FROM SHERIFF MATT JOSKI
One of the most recognizable interactions law enforcement has with its community is typically through the everyday traffic stop. These opportunities for interaction occur for a variety of reasons, but all have the same goals in mind; the safety of you as an individual, the safety of the community and the safety of the officer conducting the stop.
It is a common misconception that when you see the red and blues in your rear view mirror you are about to have a negative experience resulting in two things, a fine, and/or demerit points to your license. This is not always the case as there are many reasons why law enforcement may make contact with you at any given time. A possible reason could be related to an equipment defect such as a headlamp or taillight out, or one of many other vehicle equipment components which are required for safe operation on the road. Another reason for being pulled over could be to provide emergency notification of a possible hazard or danger in the immediate area. The point is that regardless of the reason, our primary purpose for making traffic stops is educational or informational. If you are doing greater than the posted speed limit, our goal is to educate. This may done through a verbal or written warning or it may be facilitated through a citation if the violation warrants it. Again our goal is not revenue generation, or monthly stats. As a local agency we gain very little revenue from any of the fines or fees that are assessed in traffic tickets. Also, the number of traffic stops or tickets are not a factor in the evaluation of an officer here at the Kewaunee County Sheriff’s Depatrment.
What is common in any traffic stop is the risk they pose to all of those in the immediate area. This is due to the fact that the law enforcement squad along with the vehicle are temporarily stopped alongside other traffic which continues to flow. We try to minimize this risk by conducting traffic stops in the safest way possible. This means that we choose the most opportune location which allows the officer to exit their vehicle and remain as safe as possible as well as to create as much space for the vehicle being stopped to prevent harm to them and their passengers. This is one of the reasons we always ask that the motorist stays in their vehicle. If by chance another motorist is not paying attention and strikes the vehicles which are stopped, the safest place for the driver of the stopped vehicle is in their vehicle. Another reason we ask that people stay in their vehicle is to minimize the risk to the officer. While most traffic stops occur without incident, the number of officers killed or injured while conducting a traffic stop is a serious concern. Regardless of what you may be stopped for, your response should always be the same. Have you license, registration and insurance information ready when the officer arrives at your window. Keep your movements to a minimum, and if possible keep your hands on the steering wheel as the offers approaches. Although this may seem intimidating, try to place yourself in the officer’s shoes of approaching a vehicle not knowing who is in the vehicle or if they wish to do the them harm.

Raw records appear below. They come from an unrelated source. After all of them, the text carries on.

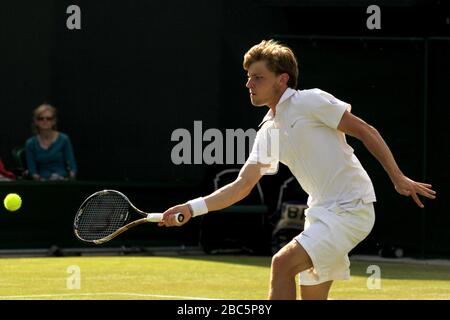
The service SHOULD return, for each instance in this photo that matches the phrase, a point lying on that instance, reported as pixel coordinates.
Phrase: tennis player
(309, 128)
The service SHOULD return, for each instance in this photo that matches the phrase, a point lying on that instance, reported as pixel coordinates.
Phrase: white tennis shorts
(329, 235)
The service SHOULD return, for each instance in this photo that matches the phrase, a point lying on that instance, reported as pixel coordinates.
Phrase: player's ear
(284, 78)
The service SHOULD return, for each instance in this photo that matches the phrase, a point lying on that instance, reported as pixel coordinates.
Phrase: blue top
(58, 158)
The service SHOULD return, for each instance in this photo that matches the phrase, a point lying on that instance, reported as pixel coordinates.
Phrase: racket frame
(148, 217)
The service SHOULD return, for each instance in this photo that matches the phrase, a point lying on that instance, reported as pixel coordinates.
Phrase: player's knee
(281, 263)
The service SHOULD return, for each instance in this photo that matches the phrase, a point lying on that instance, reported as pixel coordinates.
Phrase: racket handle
(156, 217)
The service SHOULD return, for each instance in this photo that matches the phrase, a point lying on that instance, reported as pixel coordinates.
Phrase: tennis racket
(106, 214)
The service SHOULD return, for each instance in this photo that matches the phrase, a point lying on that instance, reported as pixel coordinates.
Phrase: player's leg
(286, 264)
(316, 292)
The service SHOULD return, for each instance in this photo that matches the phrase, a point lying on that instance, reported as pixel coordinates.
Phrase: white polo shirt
(311, 146)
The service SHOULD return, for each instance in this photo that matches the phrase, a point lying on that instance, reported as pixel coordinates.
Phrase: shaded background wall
(138, 70)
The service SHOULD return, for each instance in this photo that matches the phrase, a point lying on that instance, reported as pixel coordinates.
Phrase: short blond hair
(41, 109)
(278, 57)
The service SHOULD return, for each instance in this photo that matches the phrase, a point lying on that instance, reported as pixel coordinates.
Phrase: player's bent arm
(373, 141)
(219, 199)
(238, 189)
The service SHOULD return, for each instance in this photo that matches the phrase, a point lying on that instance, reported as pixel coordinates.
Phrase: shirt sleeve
(328, 109)
(265, 149)
(70, 157)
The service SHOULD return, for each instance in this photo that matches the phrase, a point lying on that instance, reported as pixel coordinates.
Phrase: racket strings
(102, 215)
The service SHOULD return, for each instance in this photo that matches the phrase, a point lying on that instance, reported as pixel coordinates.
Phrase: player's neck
(276, 99)
(47, 134)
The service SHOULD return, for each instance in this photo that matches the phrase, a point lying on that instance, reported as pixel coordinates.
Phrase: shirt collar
(286, 95)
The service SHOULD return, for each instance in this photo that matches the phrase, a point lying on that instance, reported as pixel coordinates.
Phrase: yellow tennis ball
(12, 202)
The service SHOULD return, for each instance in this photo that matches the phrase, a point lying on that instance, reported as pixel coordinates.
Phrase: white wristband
(198, 207)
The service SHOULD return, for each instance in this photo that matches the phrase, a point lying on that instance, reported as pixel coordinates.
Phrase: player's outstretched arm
(373, 141)
(223, 197)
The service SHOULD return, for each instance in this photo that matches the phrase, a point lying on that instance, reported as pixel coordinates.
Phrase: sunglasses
(45, 118)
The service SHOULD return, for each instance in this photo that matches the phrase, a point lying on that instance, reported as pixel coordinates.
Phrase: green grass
(215, 277)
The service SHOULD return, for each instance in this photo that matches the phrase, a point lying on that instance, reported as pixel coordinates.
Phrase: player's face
(263, 84)
(45, 120)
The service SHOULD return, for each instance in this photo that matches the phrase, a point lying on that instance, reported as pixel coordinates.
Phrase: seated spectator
(49, 152)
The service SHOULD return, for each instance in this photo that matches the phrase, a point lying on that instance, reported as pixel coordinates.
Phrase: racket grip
(156, 217)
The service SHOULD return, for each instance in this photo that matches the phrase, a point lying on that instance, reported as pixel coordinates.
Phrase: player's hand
(168, 219)
(408, 187)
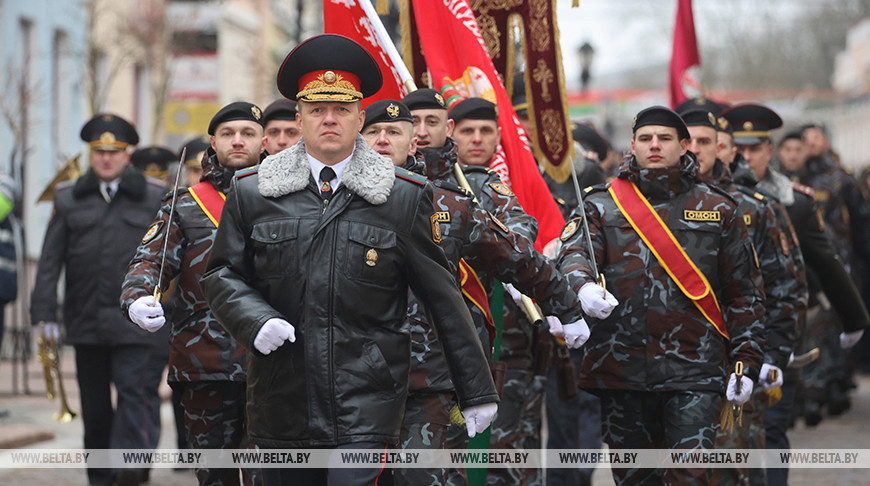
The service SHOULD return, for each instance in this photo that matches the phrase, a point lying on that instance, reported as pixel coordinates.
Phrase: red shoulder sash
(210, 200)
(667, 250)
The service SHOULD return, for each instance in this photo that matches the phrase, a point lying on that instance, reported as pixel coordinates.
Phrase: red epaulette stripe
(807, 190)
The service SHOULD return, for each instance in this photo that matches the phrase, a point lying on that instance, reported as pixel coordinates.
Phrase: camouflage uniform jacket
(93, 241)
(488, 245)
(820, 256)
(200, 348)
(656, 339)
(781, 285)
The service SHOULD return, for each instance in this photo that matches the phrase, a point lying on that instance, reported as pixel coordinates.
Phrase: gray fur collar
(779, 185)
(368, 173)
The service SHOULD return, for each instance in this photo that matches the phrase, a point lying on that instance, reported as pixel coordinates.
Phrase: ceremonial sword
(157, 292)
(599, 277)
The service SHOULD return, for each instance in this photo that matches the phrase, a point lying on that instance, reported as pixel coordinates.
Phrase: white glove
(147, 313)
(514, 293)
(50, 330)
(742, 396)
(765, 376)
(849, 339)
(597, 302)
(576, 333)
(555, 326)
(478, 417)
(273, 334)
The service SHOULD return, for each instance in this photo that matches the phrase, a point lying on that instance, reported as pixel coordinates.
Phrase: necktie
(326, 177)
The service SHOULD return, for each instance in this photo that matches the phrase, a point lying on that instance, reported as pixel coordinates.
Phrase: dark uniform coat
(819, 255)
(340, 273)
(656, 339)
(200, 348)
(94, 241)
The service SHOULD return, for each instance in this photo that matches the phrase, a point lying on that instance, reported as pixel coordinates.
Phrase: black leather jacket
(339, 273)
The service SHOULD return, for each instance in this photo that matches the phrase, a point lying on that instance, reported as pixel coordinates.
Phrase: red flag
(350, 19)
(685, 61)
(460, 67)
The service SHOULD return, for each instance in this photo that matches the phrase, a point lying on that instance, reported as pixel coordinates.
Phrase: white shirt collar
(317, 166)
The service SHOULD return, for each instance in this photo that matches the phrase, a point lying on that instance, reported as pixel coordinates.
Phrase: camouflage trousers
(214, 414)
(659, 420)
(517, 425)
(427, 416)
(750, 436)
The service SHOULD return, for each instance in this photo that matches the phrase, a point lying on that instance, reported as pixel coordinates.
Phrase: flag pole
(388, 45)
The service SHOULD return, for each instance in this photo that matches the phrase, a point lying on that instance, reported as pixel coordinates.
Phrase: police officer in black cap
(751, 124)
(645, 395)
(97, 222)
(280, 125)
(154, 162)
(310, 271)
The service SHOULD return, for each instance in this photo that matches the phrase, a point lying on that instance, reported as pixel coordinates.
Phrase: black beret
(518, 96)
(153, 161)
(723, 125)
(239, 110)
(701, 103)
(659, 115)
(699, 118)
(796, 135)
(195, 147)
(474, 109)
(387, 111)
(424, 99)
(109, 132)
(751, 123)
(329, 67)
(282, 109)
(589, 139)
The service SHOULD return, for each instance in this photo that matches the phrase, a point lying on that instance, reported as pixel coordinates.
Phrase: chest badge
(371, 257)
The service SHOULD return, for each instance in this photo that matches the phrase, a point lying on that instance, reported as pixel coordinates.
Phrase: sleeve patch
(570, 228)
(501, 189)
(152, 232)
(436, 228)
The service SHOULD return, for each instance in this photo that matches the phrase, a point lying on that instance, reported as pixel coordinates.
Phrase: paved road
(30, 419)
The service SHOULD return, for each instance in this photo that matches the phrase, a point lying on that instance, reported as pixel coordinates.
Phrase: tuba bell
(50, 360)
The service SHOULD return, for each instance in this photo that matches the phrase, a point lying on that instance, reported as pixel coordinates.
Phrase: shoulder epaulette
(247, 171)
(805, 190)
(410, 176)
(64, 185)
(476, 168)
(168, 195)
(722, 192)
(443, 184)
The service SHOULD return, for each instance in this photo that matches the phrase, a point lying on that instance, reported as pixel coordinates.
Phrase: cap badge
(371, 257)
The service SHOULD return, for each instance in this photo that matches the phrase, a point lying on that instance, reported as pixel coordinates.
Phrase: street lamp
(586, 53)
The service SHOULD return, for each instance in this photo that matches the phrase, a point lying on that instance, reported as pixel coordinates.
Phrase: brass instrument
(50, 360)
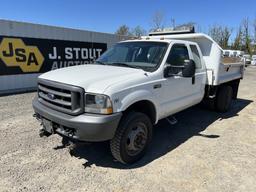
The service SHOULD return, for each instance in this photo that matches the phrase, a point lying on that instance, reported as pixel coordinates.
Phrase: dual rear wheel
(134, 132)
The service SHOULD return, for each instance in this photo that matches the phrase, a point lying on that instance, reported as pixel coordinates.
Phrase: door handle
(157, 86)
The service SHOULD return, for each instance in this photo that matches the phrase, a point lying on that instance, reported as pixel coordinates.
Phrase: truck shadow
(191, 122)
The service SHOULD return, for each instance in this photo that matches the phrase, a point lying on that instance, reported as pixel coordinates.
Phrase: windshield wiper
(124, 65)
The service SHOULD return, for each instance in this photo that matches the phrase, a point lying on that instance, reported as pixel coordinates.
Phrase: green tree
(246, 36)
(237, 45)
(138, 31)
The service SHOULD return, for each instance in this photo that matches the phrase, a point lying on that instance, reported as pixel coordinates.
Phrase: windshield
(143, 55)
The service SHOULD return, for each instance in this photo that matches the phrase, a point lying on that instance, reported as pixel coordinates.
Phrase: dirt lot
(205, 151)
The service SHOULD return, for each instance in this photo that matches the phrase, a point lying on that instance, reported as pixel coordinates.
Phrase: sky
(108, 15)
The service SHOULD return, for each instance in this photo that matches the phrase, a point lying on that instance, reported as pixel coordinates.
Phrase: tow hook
(36, 116)
(43, 133)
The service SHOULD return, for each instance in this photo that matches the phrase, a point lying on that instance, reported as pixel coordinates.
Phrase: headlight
(96, 103)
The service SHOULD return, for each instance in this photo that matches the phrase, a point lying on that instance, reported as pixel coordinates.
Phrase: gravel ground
(205, 151)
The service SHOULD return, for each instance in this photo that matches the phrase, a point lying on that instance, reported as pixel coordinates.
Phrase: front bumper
(86, 127)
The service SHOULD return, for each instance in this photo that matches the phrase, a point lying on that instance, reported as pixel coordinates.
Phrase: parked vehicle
(233, 53)
(247, 59)
(253, 62)
(132, 86)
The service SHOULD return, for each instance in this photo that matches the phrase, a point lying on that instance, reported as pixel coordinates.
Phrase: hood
(93, 78)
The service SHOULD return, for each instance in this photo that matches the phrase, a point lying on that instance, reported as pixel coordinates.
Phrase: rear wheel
(132, 137)
(224, 98)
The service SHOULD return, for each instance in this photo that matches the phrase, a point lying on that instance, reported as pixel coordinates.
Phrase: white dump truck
(132, 86)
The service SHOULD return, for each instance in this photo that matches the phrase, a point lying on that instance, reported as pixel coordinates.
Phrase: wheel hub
(136, 139)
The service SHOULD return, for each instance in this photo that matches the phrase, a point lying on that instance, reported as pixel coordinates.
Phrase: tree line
(244, 35)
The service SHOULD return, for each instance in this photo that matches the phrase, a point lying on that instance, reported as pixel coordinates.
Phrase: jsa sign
(19, 55)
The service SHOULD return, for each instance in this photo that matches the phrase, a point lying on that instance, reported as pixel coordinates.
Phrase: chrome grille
(61, 97)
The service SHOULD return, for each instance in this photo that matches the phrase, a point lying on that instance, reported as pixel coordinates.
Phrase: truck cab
(131, 87)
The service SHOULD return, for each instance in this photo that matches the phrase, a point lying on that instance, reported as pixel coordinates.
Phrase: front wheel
(132, 137)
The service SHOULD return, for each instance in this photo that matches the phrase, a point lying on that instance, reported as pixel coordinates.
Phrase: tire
(132, 138)
(224, 98)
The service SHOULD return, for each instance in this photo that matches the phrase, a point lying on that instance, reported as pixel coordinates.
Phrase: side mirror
(189, 68)
(186, 70)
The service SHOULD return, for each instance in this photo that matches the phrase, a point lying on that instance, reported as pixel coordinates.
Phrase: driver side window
(177, 56)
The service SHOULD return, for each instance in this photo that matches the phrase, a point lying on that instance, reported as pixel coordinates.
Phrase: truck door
(180, 92)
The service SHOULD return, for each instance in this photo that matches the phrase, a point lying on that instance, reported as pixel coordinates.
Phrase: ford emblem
(51, 96)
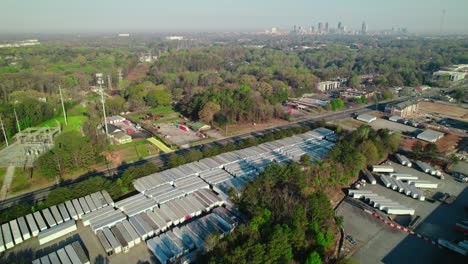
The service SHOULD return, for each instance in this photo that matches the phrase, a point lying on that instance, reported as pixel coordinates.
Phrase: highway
(161, 159)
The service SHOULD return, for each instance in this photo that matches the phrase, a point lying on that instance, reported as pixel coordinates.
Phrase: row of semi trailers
(381, 202)
(70, 254)
(51, 223)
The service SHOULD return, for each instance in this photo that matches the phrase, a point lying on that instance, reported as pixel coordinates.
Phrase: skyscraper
(364, 27)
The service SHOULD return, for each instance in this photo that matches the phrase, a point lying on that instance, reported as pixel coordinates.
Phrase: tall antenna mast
(4, 133)
(63, 107)
(103, 108)
(442, 20)
(17, 121)
(109, 82)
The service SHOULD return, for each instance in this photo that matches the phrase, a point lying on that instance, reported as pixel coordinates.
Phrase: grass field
(169, 115)
(74, 122)
(160, 145)
(2, 175)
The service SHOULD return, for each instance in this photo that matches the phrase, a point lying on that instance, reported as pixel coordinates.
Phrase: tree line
(293, 220)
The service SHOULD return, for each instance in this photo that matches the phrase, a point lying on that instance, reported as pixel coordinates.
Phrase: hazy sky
(71, 16)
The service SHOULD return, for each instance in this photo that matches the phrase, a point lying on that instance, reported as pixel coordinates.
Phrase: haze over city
(234, 131)
(55, 16)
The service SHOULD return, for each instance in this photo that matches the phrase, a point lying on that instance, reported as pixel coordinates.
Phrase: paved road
(6, 182)
(160, 160)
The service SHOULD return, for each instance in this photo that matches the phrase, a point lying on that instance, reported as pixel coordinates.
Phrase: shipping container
(64, 212)
(54, 259)
(80, 252)
(126, 235)
(174, 248)
(138, 228)
(48, 217)
(148, 230)
(56, 214)
(2, 242)
(120, 238)
(40, 220)
(45, 260)
(90, 217)
(71, 210)
(16, 233)
(56, 232)
(78, 208)
(399, 210)
(382, 168)
(23, 228)
(64, 259)
(104, 243)
(32, 225)
(131, 230)
(84, 205)
(96, 200)
(90, 203)
(116, 246)
(425, 184)
(107, 197)
(157, 251)
(72, 254)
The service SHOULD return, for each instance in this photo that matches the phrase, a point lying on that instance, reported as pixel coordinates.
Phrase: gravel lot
(378, 243)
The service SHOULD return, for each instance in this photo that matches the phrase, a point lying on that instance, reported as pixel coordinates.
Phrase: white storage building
(366, 118)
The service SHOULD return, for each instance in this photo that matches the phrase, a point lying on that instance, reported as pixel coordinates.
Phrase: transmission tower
(63, 107)
(442, 20)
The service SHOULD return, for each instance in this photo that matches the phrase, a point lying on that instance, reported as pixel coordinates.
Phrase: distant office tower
(364, 28)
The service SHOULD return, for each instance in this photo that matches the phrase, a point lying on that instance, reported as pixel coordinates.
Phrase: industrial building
(403, 109)
(175, 209)
(452, 76)
(366, 118)
(430, 135)
(328, 85)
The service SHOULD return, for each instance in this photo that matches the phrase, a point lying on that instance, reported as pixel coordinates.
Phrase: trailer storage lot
(189, 197)
(378, 243)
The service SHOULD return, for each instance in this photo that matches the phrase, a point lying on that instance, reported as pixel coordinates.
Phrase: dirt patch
(446, 145)
(138, 73)
(448, 110)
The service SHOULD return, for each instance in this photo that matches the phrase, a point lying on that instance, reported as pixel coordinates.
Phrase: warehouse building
(403, 109)
(430, 135)
(328, 85)
(450, 75)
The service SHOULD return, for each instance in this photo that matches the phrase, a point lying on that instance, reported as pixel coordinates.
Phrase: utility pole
(63, 107)
(109, 82)
(103, 109)
(17, 121)
(4, 133)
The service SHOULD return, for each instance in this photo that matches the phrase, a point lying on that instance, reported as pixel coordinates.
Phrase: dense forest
(220, 83)
(288, 209)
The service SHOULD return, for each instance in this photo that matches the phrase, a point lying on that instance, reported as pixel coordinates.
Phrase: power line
(63, 107)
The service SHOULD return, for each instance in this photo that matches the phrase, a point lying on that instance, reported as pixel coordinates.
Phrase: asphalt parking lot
(378, 243)
(30, 249)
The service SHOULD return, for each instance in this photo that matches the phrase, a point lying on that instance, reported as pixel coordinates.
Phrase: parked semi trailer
(452, 246)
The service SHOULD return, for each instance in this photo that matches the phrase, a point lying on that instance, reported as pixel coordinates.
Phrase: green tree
(158, 96)
(314, 258)
(354, 82)
(208, 111)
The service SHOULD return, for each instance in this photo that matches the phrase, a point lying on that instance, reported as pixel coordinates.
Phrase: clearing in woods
(448, 110)
(160, 145)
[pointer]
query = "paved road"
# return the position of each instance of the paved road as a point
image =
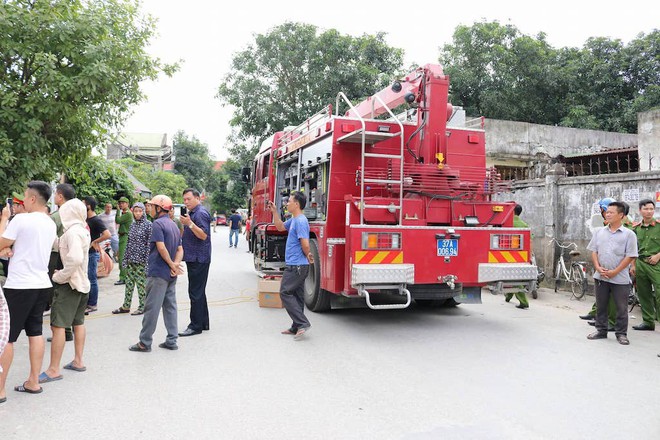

Although you may not agree with the outcome of the traffic stop, please respect the decision of the officer and know that their goal is keeping our communities safe. If you feel there are mitigating circumstances to the behavior which led to the citation, please feel free to take that up on the court date that is provided on the citation. While leniency may not always be possible, professionalism on the part of the officer is. I receive many calls from individuals who were not happy about getting a ticket, and my question to them is always not whether or not they felt they deserved the ticket, but rather was the Officer respectful during the contact. I am always proud and never surprised when the answer is that they were treated with respect.
Just as like to tell students; Law Enforcement’s role is much like that of teachers. Our subject is traffic law, our classroom is the traffic stop and your homework is to drive safe. Let’s all try to be “Straight A” students of motor vehicle operation.